Upon eliminating the pressure in Equations (12) and (13), we obtain the subsequent partial differential equation:

$$\begin{array}{c}\hfill E^2\left(E^4-{\xi }^2{E}^2+{\xi }^2{\alpha }^2\right)\psi =0,\end{array}$$

(14)

where the roots of Equation (14) are $k_i^2={\displaystyle \frac{{\xi }^2\pm \xi \sqrt{{\xi }^2-4{\alpha }^2}}{2}},i=1,2$. Furthermore, the modified Stokes equation for a non-polar fluid is expressed by (14) as $\xi \to \infty$ and $\alpha \to 0$ (absence of porous media).

Calculating the couple stress component involves the following:

$$\begin{array}{ccc}\hfill m_{r\varphi }& =& {\displaystyle \frac{4}{{\xi }^2}}{\displaystyle \frac{\partial {\omega }_{\varphi }}{\partial r}}-{\displaystyle \frac{4}{{\xi }^{\prime 2}}}{\displaystyle \frac{{\omega }_{\varphi }}{r}},\hfill \end{array}$$

(15)

The esteemed differential Equation (14) and the velocity field functions from (7) and vorticity (8) are expressed as follows:

$$\psi (r,\theta )=\sum _{n=2}^{\infty }\left[A_n{r}^{-n+1}+B_n{r}^{\frac{1}{2}}{K}_{n-\frac{1}{2}}\left(k_{1}r\right)+C_n{r}^{\frac{1}{2}}{K}_{n-\frac{1}{2}}\left(k_{2}r\right)\right]G_n\left(\zeta \right),$$

(16)

$$\begin{array}{cc}\hfill q_r(r,\theta )=& -\sum _{n=2}^{\infty }\left[A_n{r}^{-n-1}+B_n{r}^{\frac{-3}{2}}{K}_{n-\frac{1}{2}}\left(k_{1}r\right)+C_n{r}^{\frac{-3}{2}}{K}_{n-\frac{1}{2}}\left(k_{2}r\right)\right]P_{n-1}\left(\zeta \right),\hfill \end{array}$$

(17)

$$\begin{array}{cc}\hfill q_{\theta }(r,\theta )=& \sum _{n=2}^{\infty }[(1-n)A_n{r}^{-n-1}+B_n{r}^{\frac{-3}{2}}(n{K}_{n-\frac{1}{2}}\left(k_{1}r\right)-k_{1}r{K}_{n+\frac{1}{2}}\left(k_{1}r\right))\hfill \\ \hfill & +C_n{r}^{\frac{-3}{2}}(n{K}_{n-\frac{1}{2}}\left(k_{2}r\right)-k_{2}r{K}_{n+\frac{1}{2}}\left(k_{2}r\right))]{\displaystyle \frac{G_n\left(\zeta \right)}{\sqrt{1-{\zeta }^2}}}.\hfill \end{array}$$

(18)

Based on Equation (8), the vorticity component is as follows:

$$\begin{array}{cc}\hfill {\omega }_{\varphi }(r,\theta )=& \sum _{n=2}^{\infty }{r}^{\frac{-1}{2}}\left[B_n{k}_1^2{K}_{n-\frac{1}{2}}\left(k_{1}r\right)+C_n{k}_2^2{K}_{n-\frac{1}{2}}\left(k_{2}r\right)\right]{\displaystyle \frac{G_n\left(\zeta \right)}{\sqrt{1-{\zeta }^2}}}.\hfill \end{array}$$

(19)

To compute an estimation examination of the flow of a pair stress fluid around an axisymmetric particle traversing an infinite porous medium in its direction of motion, we might employ the formula [2] for the drag force experienced by an incompressible fluid:

$$F_z=\mu {\alpha }^2\left(UV+4\pi \underset{r\to \infty }{lim}{\displaystyle \frac{r^3\psi }{{\rho }^2}}\right),$$

(20)

where V is the volume of the body.
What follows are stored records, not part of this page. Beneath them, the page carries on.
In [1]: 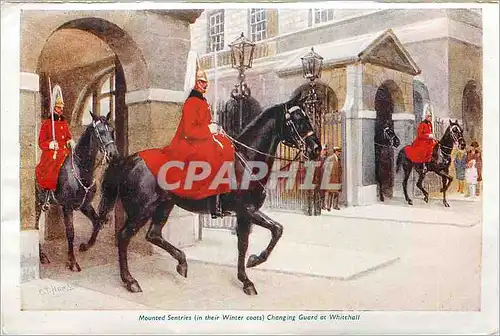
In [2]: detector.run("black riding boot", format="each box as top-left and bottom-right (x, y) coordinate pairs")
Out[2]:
(333, 192), (340, 210)
(208, 195), (222, 219)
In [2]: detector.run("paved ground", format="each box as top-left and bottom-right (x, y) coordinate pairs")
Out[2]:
(22, 201), (482, 311)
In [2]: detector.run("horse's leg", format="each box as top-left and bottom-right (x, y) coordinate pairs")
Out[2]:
(236, 211), (257, 295)
(63, 206), (82, 272)
(247, 211), (283, 267)
(35, 198), (50, 264)
(117, 213), (152, 293)
(146, 201), (187, 278)
(417, 170), (429, 203)
(403, 160), (413, 205)
(80, 202), (101, 251)
(437, 171), (453, 208)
As a result, we get the following direct formula by substituting expression (16) into the drag formula (20):

$$F_z=\mu {\alpha }^2\left(UV+2\pi A_2\right).$$

(21)

4. How Two Solid Spheres Interact with One Another via a Porous Medium

This study examines the flow of an incompressible pair stress fluid in a steady state as it traverses between two translating collinear rigid spheres. Two solid spherical objects with radii $a_j$ (where $j=1,2$) and uniform velocities $U_j$ (where $j=1,2$) translate along a shared axis connecting their centers, therefore generating fluid movement. As illustrated in Figure 1, the two spherical objects are positioned externally to each other. The fluid is presumed to be stationary at a considerable distance from the two spheres. Two spherical coordinate systems, $(r_1,{\theta }_1,\varphi )$ and $(r_2,{\theta }_2,\varphi )$, originating from the centers of spheres $a_1$ and $a_2$, respectively, are analyzed for convenience. The axisymmetric bounds indicate that the angle $\varphi$ does not influence any of the flow field functions. Moreover, the subsequent relations connect the two coordinate systems $(r_1,{\theta }_1)$ and $(r_2,{\theta }_2)$.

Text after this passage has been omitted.